Class FieldMatchMetricsComputer


  • public final class FieldMatchMetricsComputer
    extends java.lang.Object

    Calculates a set of metrics capturing information about the degree of agreement between a query and a field string. This algorithm attempts to capture the property of text that very close tokens are usually part of the same semantic structure, while tokens farther apart are much more loosely related. The algorithm will locate alternative such regions containing multiple query tokens (segments), do a more detailed analysis of these segments and choose the ones producing the best overall set of match metrics (subject to certain resource constraints).

    Such segments are found by looking at query terms in sequence from left to right and finding matches in the field. All alternative segment start points are explored, and the segmentation achieving the best overall string match metric score is preferred. Dynamic programming is used to avoid redoing work on segmentations.

    When a segment start point is found, subsequent tokens from the query are searched in the field from this starting point in "semantic order". This search order can be defined independently of the algorithm. The current order searches proximityLimit tokens ahead first, then the same distance backwards (so if you need to go two steps backwards in the field from the segment starting point, the real distance is -2, but the "semantic distance" is proximityLimit+2).

    The actual metrics are calculated during execution of this algorithm by the FieldMatchMetrics class, by receiving events emitted from the algorithm. Any set of metrics derivable from these events are computable using this algorithm.

    Terminology:

    • Sequence - A set of adjacent matched tokens in the field
    • Segment - A field area containing matches to a continuous section of the query
    • Gap - A chunk of adjacent tokens inside a segment separating two matched characters
    • Semantic distance - A non-continuous distance between tokens in j, where the non-continuousness is mean to capture the semantic similarity between the query and those tokens.

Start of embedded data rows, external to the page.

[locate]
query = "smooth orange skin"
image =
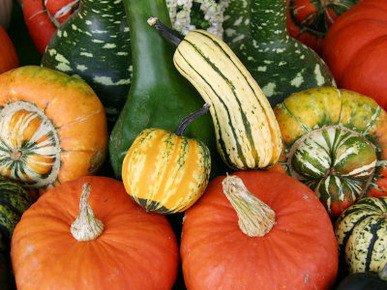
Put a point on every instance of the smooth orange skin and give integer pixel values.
(354, 49)
(74, 109)
(300, 251)
(8, 56)
(136, 250)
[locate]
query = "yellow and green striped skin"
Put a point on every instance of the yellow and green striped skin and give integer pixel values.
(164, 172)
(335, 142)
(361, 235)
(52, 127)
(248, 136)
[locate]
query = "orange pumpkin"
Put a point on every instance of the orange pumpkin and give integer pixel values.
(293, 248)
(53, 127)
(128, 248)
(8, 55)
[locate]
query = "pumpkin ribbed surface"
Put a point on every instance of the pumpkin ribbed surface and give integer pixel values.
(247, 133)
(299, 251)
(53, 127)
(361, 234)
(135, 250)
(164, 172)
(335, 142)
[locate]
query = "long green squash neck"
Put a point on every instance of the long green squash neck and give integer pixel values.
(144, 38)
(268, 20)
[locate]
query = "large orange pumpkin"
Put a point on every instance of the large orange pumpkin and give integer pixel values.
(298, 252)
(355, 50)
(53, 127)
(130, 248)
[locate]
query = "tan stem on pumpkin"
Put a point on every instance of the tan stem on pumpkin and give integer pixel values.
(255, 217)
(86, 227)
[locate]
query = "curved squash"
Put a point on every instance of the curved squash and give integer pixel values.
(247, 133)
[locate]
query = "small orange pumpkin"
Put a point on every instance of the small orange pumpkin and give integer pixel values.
(53, 127)
(112, 244)
(284, 240)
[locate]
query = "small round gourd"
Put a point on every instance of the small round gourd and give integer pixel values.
(336, 143)
(166, 172)
(361, 233)
(53, 127)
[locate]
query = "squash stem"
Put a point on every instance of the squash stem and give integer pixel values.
(256, 218)
(86, 227)
(191, 117)
(171, 35)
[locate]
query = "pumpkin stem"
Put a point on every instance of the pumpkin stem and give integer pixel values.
(255, 217)
(191, 117)
(86, 227)
(171, 35)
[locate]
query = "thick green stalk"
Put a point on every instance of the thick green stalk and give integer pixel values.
(159, 96)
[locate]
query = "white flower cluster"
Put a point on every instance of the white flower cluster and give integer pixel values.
(180, 14)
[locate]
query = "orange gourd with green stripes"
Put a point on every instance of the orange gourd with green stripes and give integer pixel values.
(52, 126)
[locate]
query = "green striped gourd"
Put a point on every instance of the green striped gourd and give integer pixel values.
(336, 143)
(248, 136)
(14, 201)
(159, 96)
(166, 172)
(361, 233)
(257, 33)
(94, 44)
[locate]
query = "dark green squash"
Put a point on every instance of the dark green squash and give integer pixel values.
(361, 233)
(159, 96)
(94, 44)
(257, 33)
(365, 281)
(14, 201)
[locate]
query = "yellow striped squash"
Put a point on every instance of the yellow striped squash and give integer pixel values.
(164, 172)
(248, 135)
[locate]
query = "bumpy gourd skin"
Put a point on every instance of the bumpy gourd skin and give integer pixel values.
(159, 96)
(257, 32)
(335, 142)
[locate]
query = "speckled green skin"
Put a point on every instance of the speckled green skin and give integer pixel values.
(257, 33)
(159, 96)
(95, 45)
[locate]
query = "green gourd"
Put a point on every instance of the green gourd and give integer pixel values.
(257, 33)
(94, 44)
(159, 96)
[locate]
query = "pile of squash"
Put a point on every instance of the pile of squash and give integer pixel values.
(136, 156)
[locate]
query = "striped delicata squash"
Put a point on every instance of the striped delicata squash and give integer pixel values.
(248, 136)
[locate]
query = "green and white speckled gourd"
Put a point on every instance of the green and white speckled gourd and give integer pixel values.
(95, 44)
(257, 33)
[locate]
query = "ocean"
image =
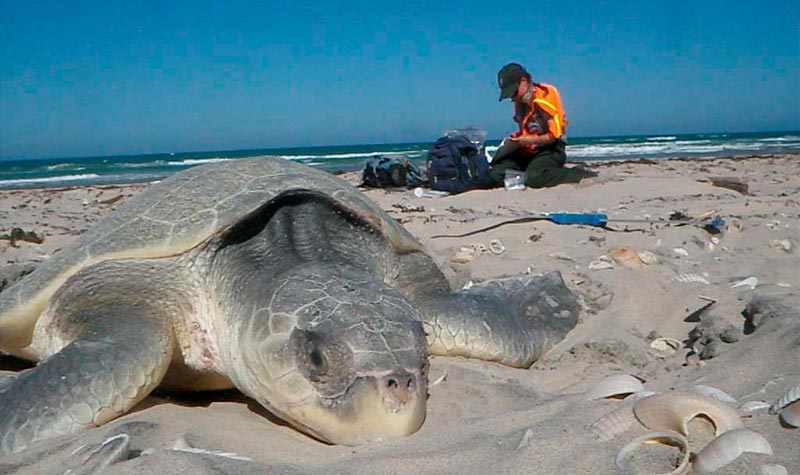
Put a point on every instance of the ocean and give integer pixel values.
(119, 169)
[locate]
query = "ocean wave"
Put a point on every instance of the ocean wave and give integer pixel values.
(49, 179)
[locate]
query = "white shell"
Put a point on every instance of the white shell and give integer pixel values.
(772, 469)
(657, 436)
(496, 246)
(666, 345)
(692, 279)
(790, 396)
(728, 447)
(748, 282)
(618, 420)
(753, 406)
(673, 411)
(717, 394)
(614, 385)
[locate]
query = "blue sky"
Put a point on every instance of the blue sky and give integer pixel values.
(101, 78)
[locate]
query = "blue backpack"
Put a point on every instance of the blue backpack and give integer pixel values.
(385, 172)
(456, 165)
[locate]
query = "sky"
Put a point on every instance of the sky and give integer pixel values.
(82, 78)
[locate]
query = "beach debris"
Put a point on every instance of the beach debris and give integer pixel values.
(626, 257)
(497, 247)
(731, 183)
(717, 394)
(728, 447)
(463, 256)
(647, 257)
(750, 282)
(560, 256)
(526, 439)
(788, 407)
(753, 406)
(772, 469)
(673, 411)
(619, 420)
(692, 279)
(784, 245)
(19, 234)
(602, 262)
(614, 385)
(665, 437)
(666, 345)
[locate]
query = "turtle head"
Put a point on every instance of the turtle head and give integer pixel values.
(341, 358)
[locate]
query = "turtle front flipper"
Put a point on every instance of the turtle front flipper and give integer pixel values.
(118, 345)
(511, 321)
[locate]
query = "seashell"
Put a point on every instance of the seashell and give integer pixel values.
(791, 414)
(669, 436)
(626, 257)
(772, 469)
(496, 246)
(674, 410)
(790, 396)
(728, 447)
(692, 279)
(753, 406)
(614, 385)
(463, 256)
(717, 394)
(666, 345)
(748, 282)
(602, 262)
(619, 420)
(647, 257)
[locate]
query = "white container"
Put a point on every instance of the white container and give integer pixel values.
(514, 180)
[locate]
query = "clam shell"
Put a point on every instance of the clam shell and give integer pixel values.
(666, 345)
(772, 469)
(753, 406)
(790, 396)
(614, 385)
(717, 394)
(669, 436)
(618, 420)
(728, 447)
(626, 257)
(673, 411)
(791, 414)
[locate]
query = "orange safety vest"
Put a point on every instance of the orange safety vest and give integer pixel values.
(543, 113)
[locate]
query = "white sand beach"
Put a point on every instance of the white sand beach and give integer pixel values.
(484, 418)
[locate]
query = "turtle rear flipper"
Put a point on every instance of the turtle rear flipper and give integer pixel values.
(511, 321)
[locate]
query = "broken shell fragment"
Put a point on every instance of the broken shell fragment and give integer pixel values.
(667, 437)
(496, 246)
(674, 410)
(626, 257)
(717, 394)
(614, 385)
(728, 447)
(618, 420)
(791, 414)
(753, 406)
(772, 469)
(666, 345)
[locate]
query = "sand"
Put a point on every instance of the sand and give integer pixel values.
(486, 418)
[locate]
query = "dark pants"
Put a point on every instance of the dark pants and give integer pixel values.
(544, 167)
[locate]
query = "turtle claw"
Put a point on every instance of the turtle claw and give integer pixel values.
(94, 459)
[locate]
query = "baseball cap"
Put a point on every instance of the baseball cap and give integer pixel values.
(508, 79)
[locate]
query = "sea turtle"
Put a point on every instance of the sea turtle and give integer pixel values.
(266, 275)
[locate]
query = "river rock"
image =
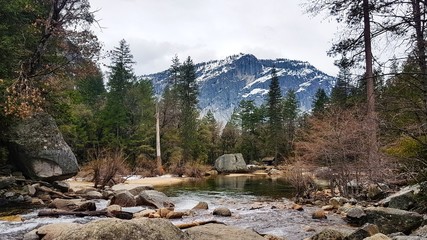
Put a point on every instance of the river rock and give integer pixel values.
(421, 232)
(51, 231)
(38, 149)
(144, 213)
(175, 215)
(355, 216)
(86, 206)
(222, 211)
(135, 229)
(231, 163)
(367, 230)
(114, 208)
(153, 198)
(61, 186)
(328, 234)
(137, 190)
(29, 190)
(164, 211)
(72, 205)
(93, 195)
(221, 232)
(124, 199)
(390, 220)
(378, 236)
(338, 201)
(64, 204)
(201, 206)
(404, 237)
(5, 182)
(319, 214)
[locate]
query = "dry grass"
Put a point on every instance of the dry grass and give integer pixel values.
(107, 167)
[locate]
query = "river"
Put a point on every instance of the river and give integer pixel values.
(257, 202)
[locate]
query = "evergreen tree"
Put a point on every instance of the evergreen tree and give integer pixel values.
(341, 91)
(320, 101)
(116, 117)
(187, 92)
(290, 115)
(274, 113)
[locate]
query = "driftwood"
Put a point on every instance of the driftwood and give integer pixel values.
(105, 213)
(193, 224)
(48, 190)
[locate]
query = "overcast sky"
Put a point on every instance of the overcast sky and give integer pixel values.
(214, 29)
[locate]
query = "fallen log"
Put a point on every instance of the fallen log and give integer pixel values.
(194, 224)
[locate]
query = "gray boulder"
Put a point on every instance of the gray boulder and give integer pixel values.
(390, 220)
(136, 229)
(367, 230)
(231, 163)
(356, 216)
(124, 199)
(421, 232)
(328, 234)
(154, 199)
(220, 232)
(38, 149)
(222, 211)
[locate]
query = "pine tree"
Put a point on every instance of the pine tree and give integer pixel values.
(290, 114)
(320, 101)
(116, 117)
(274, 113)
(187, 92)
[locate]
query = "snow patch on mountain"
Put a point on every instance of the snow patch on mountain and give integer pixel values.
(224, 83)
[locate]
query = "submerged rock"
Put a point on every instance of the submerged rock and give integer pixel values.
(222, 211)
(201, 206)
(328, 234)
(367, 230)
(124, 199)
(231, 163)
(220, 232)
(136, 229)
(153, 198)
(390, 220)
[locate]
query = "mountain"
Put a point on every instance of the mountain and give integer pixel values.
(224, 83)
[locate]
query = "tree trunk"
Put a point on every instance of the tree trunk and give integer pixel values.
(369, 76)
(421, 48)
(158, 152)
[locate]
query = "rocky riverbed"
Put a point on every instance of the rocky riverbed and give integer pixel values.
(64, 213)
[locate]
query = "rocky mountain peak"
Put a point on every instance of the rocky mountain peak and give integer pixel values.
(224, 83)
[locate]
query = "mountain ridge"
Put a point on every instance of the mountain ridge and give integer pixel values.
(224, 83)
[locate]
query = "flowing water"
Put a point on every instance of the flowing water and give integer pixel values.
(256, 202)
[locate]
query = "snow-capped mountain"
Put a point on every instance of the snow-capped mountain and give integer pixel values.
(224, 83)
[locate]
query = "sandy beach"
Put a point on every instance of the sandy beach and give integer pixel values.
(132, 182)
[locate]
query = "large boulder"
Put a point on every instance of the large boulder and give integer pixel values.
(390, 220)
(38, 149)
(328, 234)
(51, 231)
(220, 232)
(154, 199)
(231, 163)
(124, 198)
(136, 229)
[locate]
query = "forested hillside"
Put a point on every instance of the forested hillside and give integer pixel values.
(371, 125)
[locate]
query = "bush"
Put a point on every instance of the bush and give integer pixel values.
(146, 166)
(195, 169)
(108, 167)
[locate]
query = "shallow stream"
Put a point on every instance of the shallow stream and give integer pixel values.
(256, 202)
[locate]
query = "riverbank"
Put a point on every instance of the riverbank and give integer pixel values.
(132, 182)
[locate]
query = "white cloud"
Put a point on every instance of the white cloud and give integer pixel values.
(212, 29)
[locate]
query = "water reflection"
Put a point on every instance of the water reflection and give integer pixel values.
(260, 186)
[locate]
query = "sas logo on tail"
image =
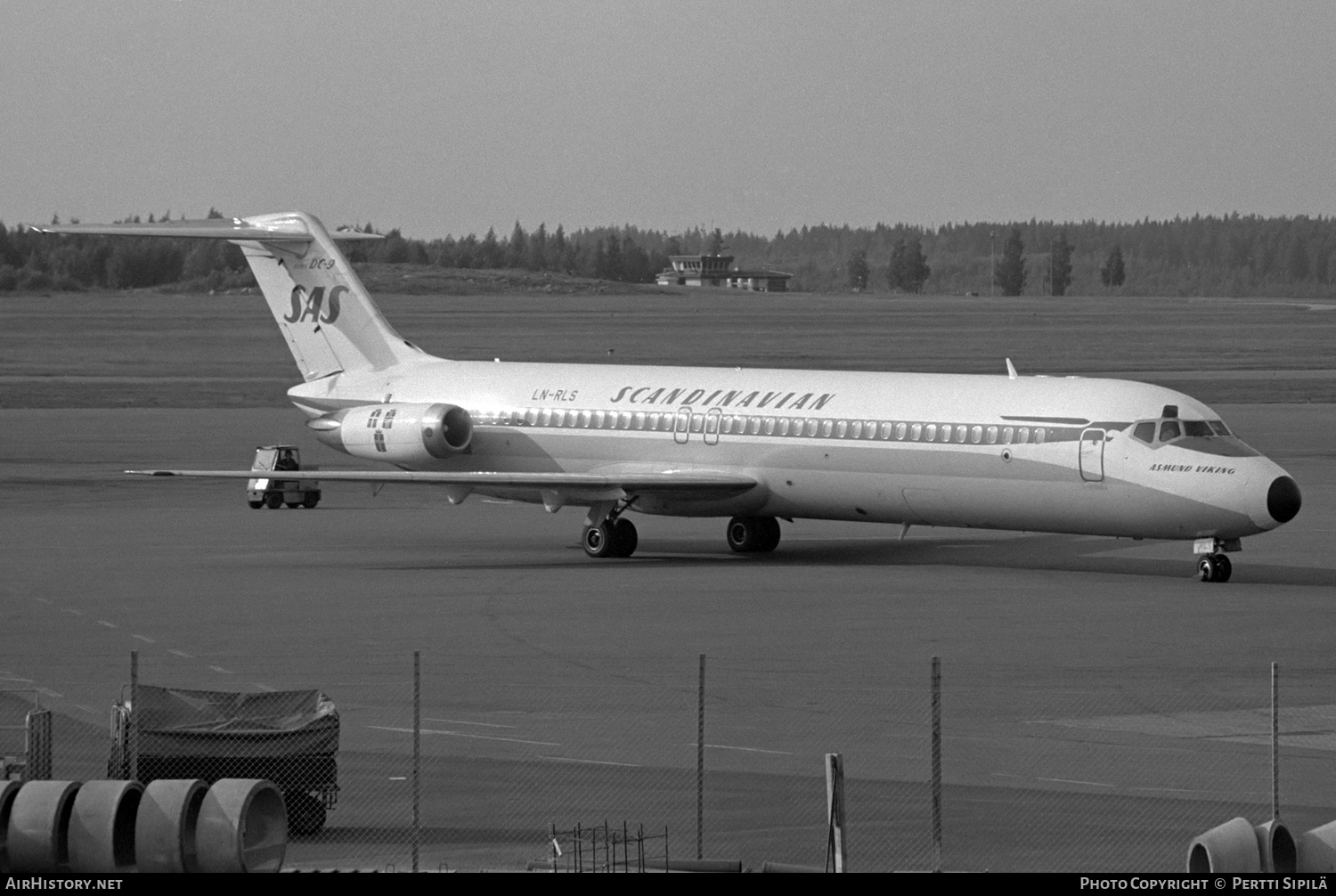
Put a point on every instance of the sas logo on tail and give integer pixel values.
(315, 306)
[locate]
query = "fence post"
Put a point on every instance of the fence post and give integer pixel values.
(133, 716)
(700, 760)
(836, 848)
(417, 754)
(1275, 741)
(937, 764)
(37, 753)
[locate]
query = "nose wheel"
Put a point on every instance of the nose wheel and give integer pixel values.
(1215, 567)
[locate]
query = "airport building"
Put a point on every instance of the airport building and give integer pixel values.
(718, 270)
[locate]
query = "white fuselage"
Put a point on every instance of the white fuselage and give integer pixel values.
(1028, 452)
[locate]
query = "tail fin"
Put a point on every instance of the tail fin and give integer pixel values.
(328, 318)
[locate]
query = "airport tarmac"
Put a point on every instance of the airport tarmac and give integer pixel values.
(1100, 705)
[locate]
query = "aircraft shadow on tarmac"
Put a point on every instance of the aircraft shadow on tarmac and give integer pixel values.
(1041, 551)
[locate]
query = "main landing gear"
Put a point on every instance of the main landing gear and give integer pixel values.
(753, 534)
(611, 535)
(1213, 565)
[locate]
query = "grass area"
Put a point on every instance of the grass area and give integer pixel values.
(147, 349)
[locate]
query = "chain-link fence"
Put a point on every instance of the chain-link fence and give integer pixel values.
(405, 765)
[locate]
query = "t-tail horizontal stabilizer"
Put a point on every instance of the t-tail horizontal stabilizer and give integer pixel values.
(328, 318)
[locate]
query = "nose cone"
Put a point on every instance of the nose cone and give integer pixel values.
(1283, 500)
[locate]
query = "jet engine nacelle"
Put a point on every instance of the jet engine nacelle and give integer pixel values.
(406, 435)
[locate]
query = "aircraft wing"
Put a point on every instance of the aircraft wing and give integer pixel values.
(705, 482)
(208, 229)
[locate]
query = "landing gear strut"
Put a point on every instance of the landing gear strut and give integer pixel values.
(1213, 565)
(611, 535)
(753, 534)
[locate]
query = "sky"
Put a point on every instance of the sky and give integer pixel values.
(451, 118)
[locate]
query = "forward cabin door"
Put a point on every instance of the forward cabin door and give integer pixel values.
(1092, 455)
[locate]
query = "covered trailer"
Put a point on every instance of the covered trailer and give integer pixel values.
(289, 737)
(280, 489)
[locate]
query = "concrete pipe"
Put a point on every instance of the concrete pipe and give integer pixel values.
(1231, 848)
(242, 827)
(8, 789)
(1317, 850)
(165, 831)
(102, 827)
(39, 826)
(1276, 848)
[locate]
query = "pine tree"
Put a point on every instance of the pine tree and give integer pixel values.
(515, 250)
(1061, 265)
(1113, 272)
(1009, 273)
(716, 243)
(858, 270)
(908, 270)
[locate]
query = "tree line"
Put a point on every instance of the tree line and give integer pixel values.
(1200, 256)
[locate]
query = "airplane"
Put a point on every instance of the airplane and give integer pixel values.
(1077, 455)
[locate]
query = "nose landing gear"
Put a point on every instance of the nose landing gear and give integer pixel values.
(1213, 565)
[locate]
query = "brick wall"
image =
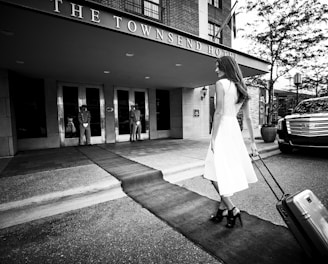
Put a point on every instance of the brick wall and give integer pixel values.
(183, 15)
(217, 16)
(118, 4)
(179, 14)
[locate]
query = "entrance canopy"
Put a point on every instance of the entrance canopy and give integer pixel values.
(80, 41)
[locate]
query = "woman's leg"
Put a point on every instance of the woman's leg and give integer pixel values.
(222, 204)
(227, 201)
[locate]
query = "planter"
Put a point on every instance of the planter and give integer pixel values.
(268, 133)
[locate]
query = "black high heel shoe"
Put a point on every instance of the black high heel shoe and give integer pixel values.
(220, 214)
(231, 219)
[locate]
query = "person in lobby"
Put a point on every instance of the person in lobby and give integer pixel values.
(131, 123)
(84, 117)
(137, 123)
(227, 163)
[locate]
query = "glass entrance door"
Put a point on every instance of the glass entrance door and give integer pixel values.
(124, 99)
(70, 98)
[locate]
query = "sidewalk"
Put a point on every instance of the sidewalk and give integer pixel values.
(47, 182)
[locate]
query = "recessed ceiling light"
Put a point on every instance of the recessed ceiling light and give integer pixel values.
(6, 32)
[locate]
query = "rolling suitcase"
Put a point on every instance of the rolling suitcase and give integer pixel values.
(305, 216)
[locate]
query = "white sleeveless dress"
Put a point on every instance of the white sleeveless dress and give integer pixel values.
(230, 165)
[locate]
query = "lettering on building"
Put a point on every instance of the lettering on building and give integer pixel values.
(125, 25)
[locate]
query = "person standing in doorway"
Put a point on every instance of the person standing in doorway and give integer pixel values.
(137, 123)
(131, 122)
(227, 163)
(84, 120)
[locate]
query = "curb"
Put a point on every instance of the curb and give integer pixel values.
(37, 207)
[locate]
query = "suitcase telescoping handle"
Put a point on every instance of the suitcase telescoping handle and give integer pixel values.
(266, 181)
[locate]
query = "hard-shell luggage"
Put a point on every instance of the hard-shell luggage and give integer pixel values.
(305, 216)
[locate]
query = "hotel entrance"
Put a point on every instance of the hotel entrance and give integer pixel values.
(124, 99)
(69, 100)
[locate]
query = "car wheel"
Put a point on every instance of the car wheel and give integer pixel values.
(285, 148)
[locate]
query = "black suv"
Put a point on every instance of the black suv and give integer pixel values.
(307, 126)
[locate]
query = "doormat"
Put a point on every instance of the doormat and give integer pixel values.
(258, 241)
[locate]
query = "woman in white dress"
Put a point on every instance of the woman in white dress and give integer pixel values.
(227, 163)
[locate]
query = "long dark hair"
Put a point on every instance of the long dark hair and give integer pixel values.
(233, 73)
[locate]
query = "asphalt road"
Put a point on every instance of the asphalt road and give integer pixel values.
(121, 231)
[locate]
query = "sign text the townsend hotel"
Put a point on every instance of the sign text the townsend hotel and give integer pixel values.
(122, 24)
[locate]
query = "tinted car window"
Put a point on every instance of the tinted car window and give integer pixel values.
(312, 106)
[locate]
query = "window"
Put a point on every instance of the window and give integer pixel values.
(232, 25)
(163, 109)
(215, 3)
(148, 8)
(29, 103)
(212, 30)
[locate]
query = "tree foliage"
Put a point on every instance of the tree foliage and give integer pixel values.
(285, 34)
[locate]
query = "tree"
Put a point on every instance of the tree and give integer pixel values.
(315, 72)
(284, 34)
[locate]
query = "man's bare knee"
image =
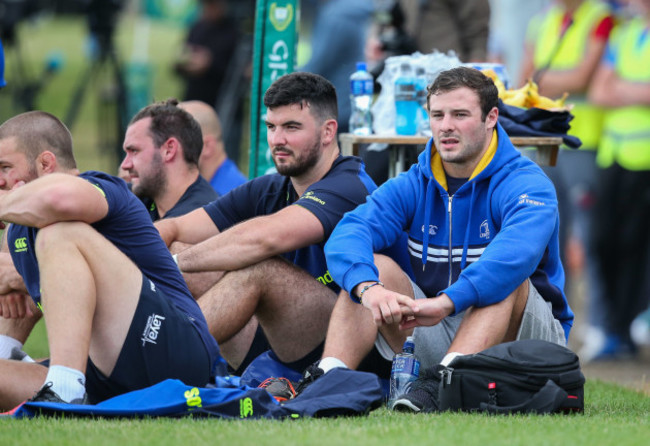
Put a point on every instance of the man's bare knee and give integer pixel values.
(58, 233)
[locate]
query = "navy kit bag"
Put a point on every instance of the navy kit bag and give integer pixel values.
(526, 376)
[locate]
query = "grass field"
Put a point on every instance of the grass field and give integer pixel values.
(613, 416)
(65, 37)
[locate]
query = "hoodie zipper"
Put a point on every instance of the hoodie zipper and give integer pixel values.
(451, 258)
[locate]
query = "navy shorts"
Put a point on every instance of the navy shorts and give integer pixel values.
(162, 343)
(261, 344)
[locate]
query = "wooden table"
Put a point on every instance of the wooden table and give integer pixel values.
(546, 147)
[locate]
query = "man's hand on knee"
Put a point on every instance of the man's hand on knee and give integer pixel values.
(15, 306)
(388, 307)
(431, 311)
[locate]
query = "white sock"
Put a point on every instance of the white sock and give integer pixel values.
(68, 383)
(449, 357)
(7, 344)
(329, 363)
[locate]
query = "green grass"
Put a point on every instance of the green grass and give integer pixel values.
(613, 416)
(67, 37)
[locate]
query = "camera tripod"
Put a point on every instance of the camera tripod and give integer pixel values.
(105, 72)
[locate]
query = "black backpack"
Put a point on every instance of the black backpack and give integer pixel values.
(527, 376)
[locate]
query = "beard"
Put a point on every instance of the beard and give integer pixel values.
(303, 163)
(153, 184)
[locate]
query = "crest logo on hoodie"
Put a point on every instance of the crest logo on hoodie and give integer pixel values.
(433, 229)
(484, 231)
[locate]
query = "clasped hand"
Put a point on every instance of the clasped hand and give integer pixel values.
(389, 307)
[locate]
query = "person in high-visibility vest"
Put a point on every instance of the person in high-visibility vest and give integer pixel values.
(563, 48)
(622, 218)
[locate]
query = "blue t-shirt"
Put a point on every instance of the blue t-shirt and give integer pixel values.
(198, 194)
(227, 177)
(128, 226)
(342, 189)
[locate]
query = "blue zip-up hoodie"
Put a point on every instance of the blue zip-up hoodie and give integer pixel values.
(497, 230)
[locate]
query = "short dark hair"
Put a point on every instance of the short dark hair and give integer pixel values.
(304, 88)
(471, 78)
(169, 120)
(38, 131)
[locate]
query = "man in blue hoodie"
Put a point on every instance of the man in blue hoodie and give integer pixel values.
(482, 223)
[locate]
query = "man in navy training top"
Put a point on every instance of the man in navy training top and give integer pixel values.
(215, 166)
(163, 145)
(482, 222)
(265, 238)
(119, 316)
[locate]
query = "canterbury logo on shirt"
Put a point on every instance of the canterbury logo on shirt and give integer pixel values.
(20, 244)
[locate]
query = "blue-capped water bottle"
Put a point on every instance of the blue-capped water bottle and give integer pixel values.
(421, 97)
(361, 91)
(406, 101)
(405, 370)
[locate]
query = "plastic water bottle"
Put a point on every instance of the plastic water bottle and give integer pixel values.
(421, 97)
(361, 91)
(405, 370)
(406, 103)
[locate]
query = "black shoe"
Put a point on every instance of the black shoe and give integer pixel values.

    Notation: A position index in the query is denoted i. A position index in the field is denoted j.

    This class is not multithread safe, but is reusable across queries for a single thread.

    Author:
    bratseth
    • Constructor Detail

      • FieldMatchMetricsComputer

        public FieldMatchMetricsComputer()
        Creates a feature computer using default settings
      • FieldMatchMetricsComputer

        public FieldMatchMetricsComputer​(FieldMatchMetricsParameters parameters)
        Creates a feature computer with the given parameters. The parameters are frozen if they were not already, this may cause validation exceptions to be thrown from this.
    • Method Detail

      • compute

        public FieldMatchMetrics compute​(java.lang.String queryString,
                                         java.lang.String fieldString)
        Computes the string match metrics from a query and field string.
      • compute

        public FieldMatchMetrics compute​(Query query,
                                         java.lang.String fieldString)
        Computes the string match metrics from a query and field string.
      • compute

        public FieldMatchMetrics compute​(Query query,
                                         java.lang.String fieldString,
                                         boolean collectTrace)
        Computes the string match metrics from a query and field string.
        Parameters:
        query - the query to compute over
        fieldString - the field value to compute over - tokenized by splitting on space
        collectTrace - true to accumulate trace information in the trace returned with the metrics
      • compute

        public FieldMatchMetrics compute​(Query query,
                                         Field field,
                                         boolean collectTrace)
        Computes the string match metrics from a query and field.
        Parameters:
        query - the query to compute over
        field - the field value to compute over
        collectTrace - true to accumulate trace information in the trace returned with the metrics
      • toString

        public java.lang.String toString()
        Overrides:
        toString in class java.lang.Object